Over the past few weeks there’s been a great deal of commentary marking the first anniversary of Keir Starmer’s leadership of the Labour Party. Critics and supporters have variously assailed or hailed the ways in which the party has changed since Starmer took up the reins. The prevailing assumption is that for better or worse, change there has been. Yet from the perspective of those interested in the “territorial politics” of the state, there’s more continuity than change: most strikingly, Labour still has a giant England-shaped hole in its thinking.
That Labour finds it difficult to talk about England is not much of a secret. Emily Thornberry’s defenestration during the Rochester and Strood by-election after she had tweeted a photo of a house adorned with three St George’s cross flags in 2014 remains emblematic (no pun intended) of the party’s discomfort faced with the spectre of Englishness. But perhaps a better illustration of the party’s inability to think coherently about England is to be found by comparing its 2017 and 2019 manifestos.

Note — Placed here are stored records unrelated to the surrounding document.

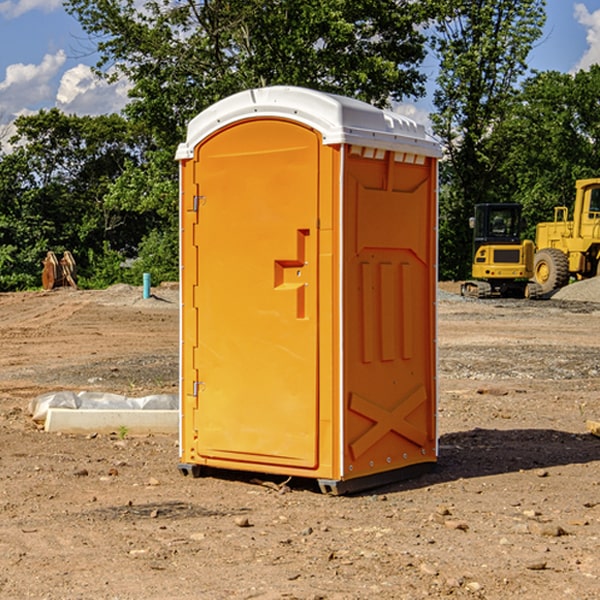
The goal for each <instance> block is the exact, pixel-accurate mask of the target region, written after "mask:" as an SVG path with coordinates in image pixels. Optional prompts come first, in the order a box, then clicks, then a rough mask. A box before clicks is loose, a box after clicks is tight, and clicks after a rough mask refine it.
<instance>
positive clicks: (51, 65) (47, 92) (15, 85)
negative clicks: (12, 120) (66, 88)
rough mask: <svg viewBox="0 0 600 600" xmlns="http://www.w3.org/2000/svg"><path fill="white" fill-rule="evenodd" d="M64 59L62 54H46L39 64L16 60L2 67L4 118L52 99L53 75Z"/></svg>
mask: <svg viewBox="0 0 600 600" xmlns="http://www.w3.org/2000/svg"><path fill="white" fill-rule="evenodd" d="M65 61H66V54H65V53H64V51H63V50H59V51H58V52H57V53H56V54H46V55H45V56H44V58H43V59H42V62H41V63H40V64H39V65H31V64H29V65H25V64H23V63H17V64H13V65H9V66H8V67H7V68H6V72H5V78H4V80H3V81H1V82H0V114H2V116H3V117H4V118H5V119H6V117H11V116H13V115H15V114H17V113H19V112H21V111H22V110H23V109H24V108H25V109H27V108H32V109H34V108H36V106H37V105H38V104H40V103H45V102H47V101H48V100H50V102H51V103H53V99H54V88H53V85H52V80H53V78H55V77H56V75H57V74H58V72H59V70H60V68H61V67H62V66H63V65H64V63H65Z"/></svg>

In the former, Labour pledged to create a “Minister for England” who would “sit under the Secretary of State for Communities and Local Government” and “work with the Secretaries of State for Scotland, Wales and Northern Ireland.” But what she or he would actually do in that role was unclear. One might also question the symbolism of a reform that would still accord lower status to England than that enjoyed by other constituent territories of the Union. Nonetheless, the proposal at least had the virtue of indicating that someone close to the manifesto process realised that Labour needed to say something constructive about the subject.

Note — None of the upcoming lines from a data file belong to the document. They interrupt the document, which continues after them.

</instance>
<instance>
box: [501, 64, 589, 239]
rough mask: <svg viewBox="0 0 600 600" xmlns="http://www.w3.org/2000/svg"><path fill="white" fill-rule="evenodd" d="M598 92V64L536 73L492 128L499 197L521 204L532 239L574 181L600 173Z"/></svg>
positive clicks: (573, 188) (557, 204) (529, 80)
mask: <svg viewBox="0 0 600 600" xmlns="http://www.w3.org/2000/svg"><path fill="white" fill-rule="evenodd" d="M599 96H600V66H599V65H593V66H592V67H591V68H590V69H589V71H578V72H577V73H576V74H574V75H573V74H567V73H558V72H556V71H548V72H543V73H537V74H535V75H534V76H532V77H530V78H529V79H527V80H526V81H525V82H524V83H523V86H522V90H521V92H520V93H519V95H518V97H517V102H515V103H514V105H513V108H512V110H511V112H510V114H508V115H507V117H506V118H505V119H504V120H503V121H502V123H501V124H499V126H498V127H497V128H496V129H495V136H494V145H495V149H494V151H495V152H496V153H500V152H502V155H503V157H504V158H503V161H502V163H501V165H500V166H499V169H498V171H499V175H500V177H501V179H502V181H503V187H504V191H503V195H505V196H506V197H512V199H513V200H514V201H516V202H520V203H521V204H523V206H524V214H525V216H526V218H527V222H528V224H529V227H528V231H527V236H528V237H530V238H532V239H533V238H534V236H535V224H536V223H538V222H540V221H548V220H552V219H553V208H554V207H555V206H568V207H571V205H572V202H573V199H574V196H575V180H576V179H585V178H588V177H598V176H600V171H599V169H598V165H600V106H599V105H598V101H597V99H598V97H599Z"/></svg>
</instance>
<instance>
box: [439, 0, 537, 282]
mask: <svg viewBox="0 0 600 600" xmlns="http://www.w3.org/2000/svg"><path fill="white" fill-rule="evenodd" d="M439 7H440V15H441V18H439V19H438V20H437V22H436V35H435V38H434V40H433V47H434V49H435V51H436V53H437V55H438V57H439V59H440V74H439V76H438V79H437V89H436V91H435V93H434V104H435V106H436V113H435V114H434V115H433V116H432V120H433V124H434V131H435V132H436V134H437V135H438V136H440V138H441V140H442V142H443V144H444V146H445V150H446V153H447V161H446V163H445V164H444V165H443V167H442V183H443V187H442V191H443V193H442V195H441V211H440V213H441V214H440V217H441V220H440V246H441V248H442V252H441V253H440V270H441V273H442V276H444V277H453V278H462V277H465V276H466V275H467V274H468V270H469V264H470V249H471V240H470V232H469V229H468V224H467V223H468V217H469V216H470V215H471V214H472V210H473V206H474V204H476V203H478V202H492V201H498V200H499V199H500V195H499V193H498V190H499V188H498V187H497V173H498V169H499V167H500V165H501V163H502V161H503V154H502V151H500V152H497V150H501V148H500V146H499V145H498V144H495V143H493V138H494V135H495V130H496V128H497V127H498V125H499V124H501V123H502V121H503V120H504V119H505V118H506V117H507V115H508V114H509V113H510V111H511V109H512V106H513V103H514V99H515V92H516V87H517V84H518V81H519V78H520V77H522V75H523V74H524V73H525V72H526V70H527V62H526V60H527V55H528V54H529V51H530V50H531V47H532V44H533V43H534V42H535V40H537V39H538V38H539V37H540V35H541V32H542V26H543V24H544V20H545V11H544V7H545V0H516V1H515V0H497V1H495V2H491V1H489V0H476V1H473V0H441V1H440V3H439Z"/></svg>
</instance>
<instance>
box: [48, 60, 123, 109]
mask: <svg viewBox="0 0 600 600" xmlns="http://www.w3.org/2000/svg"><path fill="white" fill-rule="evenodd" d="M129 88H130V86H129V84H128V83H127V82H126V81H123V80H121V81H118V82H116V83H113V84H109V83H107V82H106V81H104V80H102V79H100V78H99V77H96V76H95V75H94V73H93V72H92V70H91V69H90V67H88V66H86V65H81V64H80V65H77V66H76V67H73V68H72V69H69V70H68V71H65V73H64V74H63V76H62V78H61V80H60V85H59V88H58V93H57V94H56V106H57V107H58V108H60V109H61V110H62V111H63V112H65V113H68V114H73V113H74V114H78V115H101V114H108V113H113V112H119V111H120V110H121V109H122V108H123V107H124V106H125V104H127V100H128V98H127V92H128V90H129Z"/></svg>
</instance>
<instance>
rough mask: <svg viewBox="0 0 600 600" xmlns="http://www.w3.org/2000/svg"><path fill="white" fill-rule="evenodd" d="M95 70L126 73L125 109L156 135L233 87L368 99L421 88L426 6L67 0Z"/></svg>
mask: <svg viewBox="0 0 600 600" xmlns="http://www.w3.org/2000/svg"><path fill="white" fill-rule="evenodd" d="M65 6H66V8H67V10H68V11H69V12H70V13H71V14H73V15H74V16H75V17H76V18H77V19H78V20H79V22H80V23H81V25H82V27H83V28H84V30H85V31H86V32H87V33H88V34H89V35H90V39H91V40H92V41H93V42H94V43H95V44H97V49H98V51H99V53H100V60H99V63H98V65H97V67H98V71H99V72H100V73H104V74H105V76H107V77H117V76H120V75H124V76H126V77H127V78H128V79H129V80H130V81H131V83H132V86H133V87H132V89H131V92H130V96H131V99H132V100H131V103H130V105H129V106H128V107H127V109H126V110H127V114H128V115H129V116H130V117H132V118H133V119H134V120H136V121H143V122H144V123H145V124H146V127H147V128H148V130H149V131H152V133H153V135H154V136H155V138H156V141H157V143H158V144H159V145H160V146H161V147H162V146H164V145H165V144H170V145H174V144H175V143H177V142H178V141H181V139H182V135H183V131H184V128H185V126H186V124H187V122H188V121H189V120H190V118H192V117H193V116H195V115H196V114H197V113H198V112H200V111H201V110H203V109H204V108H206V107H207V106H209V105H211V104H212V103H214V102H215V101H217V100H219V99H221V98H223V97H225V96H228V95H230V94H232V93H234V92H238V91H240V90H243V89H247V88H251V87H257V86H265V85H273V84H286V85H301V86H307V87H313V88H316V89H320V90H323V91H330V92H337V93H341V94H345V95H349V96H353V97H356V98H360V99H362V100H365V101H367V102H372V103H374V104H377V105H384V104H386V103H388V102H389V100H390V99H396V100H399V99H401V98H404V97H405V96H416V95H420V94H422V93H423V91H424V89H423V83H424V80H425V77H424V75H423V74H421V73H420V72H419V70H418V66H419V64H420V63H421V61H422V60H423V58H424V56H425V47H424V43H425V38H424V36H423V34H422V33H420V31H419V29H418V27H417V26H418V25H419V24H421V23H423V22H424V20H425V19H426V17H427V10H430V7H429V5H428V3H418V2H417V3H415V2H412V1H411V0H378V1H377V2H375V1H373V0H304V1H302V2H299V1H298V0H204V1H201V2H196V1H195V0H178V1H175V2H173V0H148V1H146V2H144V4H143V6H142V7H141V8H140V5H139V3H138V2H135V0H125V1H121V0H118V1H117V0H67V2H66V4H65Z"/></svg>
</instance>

By 2019 that pledge had vanished. The only remaining sign that Labour was willing to recognise England in any positive sense was a restatement of the 2017 pledge to establish a St George’s Day bank holiday as part of a package of four patron saints holidays, from which we can only conclude that, in relation to some matters, memories in the Labour Party are very short indeed.
Only four years previously, Labour had been undone by a Conservative campaign that focused relentlessly on the dangers of an Ed Miliband minority government propped up by the SNP. It was a message brilliantly if cruelly distilled in the Saatchi-designed poster portraying Miliband in Alex Salmond’s jacket pocket. Testimonies from the campaign—from Labour, Liberal Democrat and Ukip campaigners alike—all acknowledged the effectiveness of the Conservatives’ fearmongering on the potential influence of the SNP.
There can be no doubt that the Tories were not only seeking to mobilise negative sentiment around the SNP—this was a deliberate attempt to mobilise English national sentiment against Scotland. In the aftermath of that election, Jeremy Sinclair, then-chairman of M&C Saatchi marketing group, mused on success of the campaign: “We hate being ruled or bossed by foreigners. French, Germans, Scots, anyone—and it looked as though we were going to be run by Alex Salmond… it is a most powerful thing when people are threatened by government by outsiders.”
Englishness was mobilised so successfully that the Conservatives returned to power. Since then, successive general elections have seen the Conservatives make further inroads among voters who strongly identify as English. And of course English nationalism played a central role in the Brexit referendum that was the direct consequence of that 2015 victory.
If there was ever a prospect that Labour might be able to form a minority administration, the Tories would simply re-run that 2015 campaign. Anyone in the party who believes otherwise is surely kidding themselves. Moreover, barring an unlikely collapse in SNP support, and with possible boundary changes reducing the number of MPs from Wales by 20 per cent, any road to a Labour majority can only lie though England. Of this, at least, Labour is aware. In its 2019 election post-mortem, the party acknowledged that trends in Scottish voting meant it would need to take North East Somerset from Jacob Rees-Mogg to win a majority.
Yet bar some hand-wavy stuff about patriotism—which is, of course, entirely focused on Britain, with England never even recognised let alone addressed—Starmer’s Labour Party is no further forward in thinking about how to engage with the politicised Englishness that has transformed Britain since the middle of the last decade.
Indeed, there is every prospect that Starmer’s championing of “radical federalism”—a strikingly vague formulation which appears to be aimed at regaining ground in Scotland while assuaging the Welsh Labour government—could end up making matters worse. This is because any form of semi-federalism depends on a regionalising reform in and of England. And what we know about public opinion in England is that, without exception, when forced to choose between options for constitutional reforms to regionalise (however framed) and those that treat England as a single unit, the latter are always more popular.
If Labour heads into a future election arguing for “radical federalism” while continuing to ignore England itself, it will be presenting an open goal to the Tories. Those Saatchi adverts will practically write themselves.
Like it or not—and of course, we know that many in the Labour Party won’t like it—there’s no avoiding England and Englishness. Indeed, it’s no exaggeration to say that it’s only when Labour starts to engage seriously and creatively about Englishness that the party is serious about power.